The key thing was that failure isn’t an option when you’re a single mum. You make it work because you have to. Juggling everything though is much much easier than I thought, my daughter is thriving and we’re really enjoying our time together. We’re getting plenty of quality time and I’m still managing to thrive in my career. This is what my biggest worry was, would I be torn between being a good mum and good employee that’s getting job satisfaction and the fact is I’m not only managing to do both but I’m enjoying doing both too!
I’ve a good support network of family and friends who will always lend a helping hand if I need but generally I haven’t need to really ask for much, I have childcare sorted and if I’ve ever needed favours from people it’s usually been something I’d have asked for regardless of being a single mum. What’s nice though is knowing I have people there if I need it and more importantly they’re there to offer emotional support. My friends and family keep reminding me that I’ve got this shit and that I’m smashing it as a single mum.
Which I am, but not because I’m coping with all the practical things. Me and my girl are smashing it because we’re loving each other and are happy, we’re building a great life together and although it’s been as a result of a difficult and challenging situation and time for us both. The upheaval of the divorce hasn’t phased us, we’re growing our life together, creating happiness and memories.

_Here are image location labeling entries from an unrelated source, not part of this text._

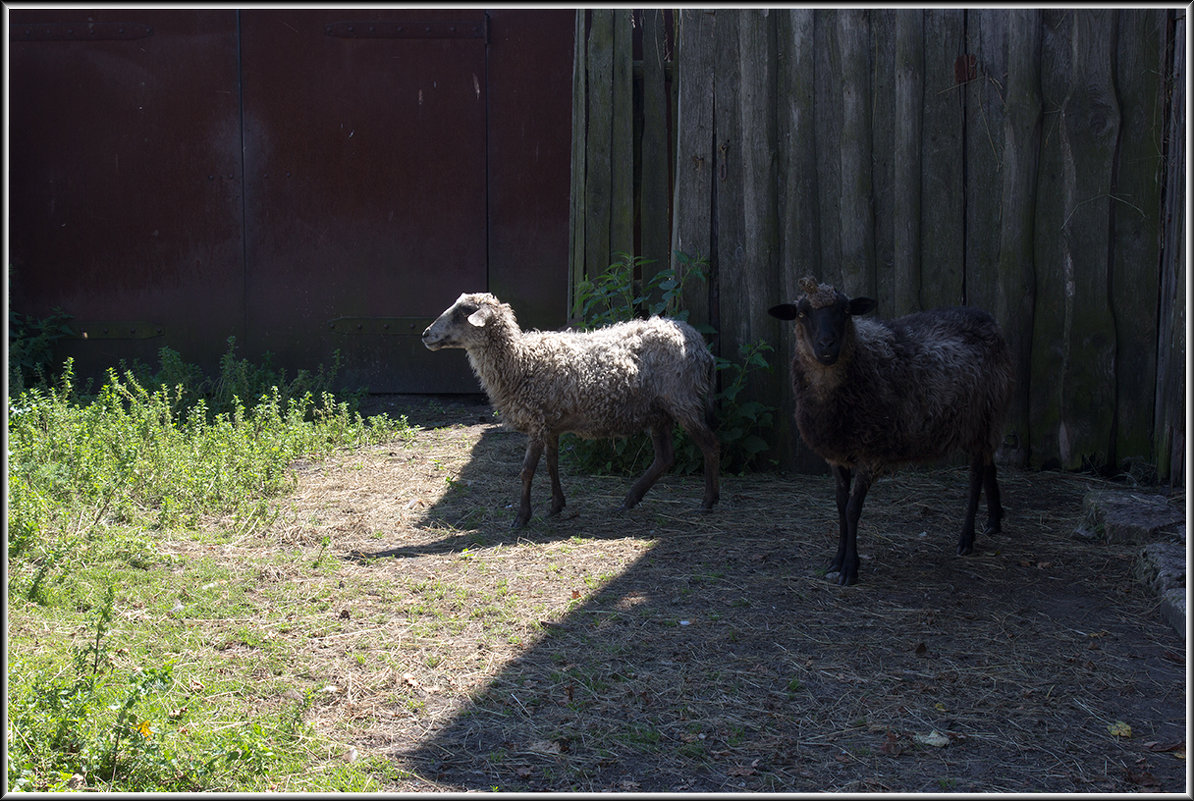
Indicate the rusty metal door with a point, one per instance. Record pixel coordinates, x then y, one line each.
364 186
124 179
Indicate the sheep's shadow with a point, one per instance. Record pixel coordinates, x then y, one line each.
718 660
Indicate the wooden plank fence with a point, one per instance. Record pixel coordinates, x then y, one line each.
1028 161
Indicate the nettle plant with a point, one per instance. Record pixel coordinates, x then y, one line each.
622 293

Don’t get me wrong it’s not all sunshine and roses, we’ve had coughs and colds to contend with, teething troubles, flat tyres, broken boilers and escapee chinchillas! But these things are all par the course, they’re part of life and we’ve coped with them, we’ve dealt with them sorted it, mended it, healed and got better or caught the furry beast! They’re all things that are part of life and bound to happen and they’ve not phased us in the slightest-me and my girl have just got on with it and not let it get us down, which is also smashing it. We’re smashing it because life isn’t all plain sailing and we’re cracking on and dealing with whatever comes our way just as anyone else would.
So this might not be the path I originally intended to take in life but it’s one I’m enjoying. And I guess that’s the biggest fear, not will I cope as a single mum but will I enjoy being a single mum. The answer is yes and that’s why we’re smashing it.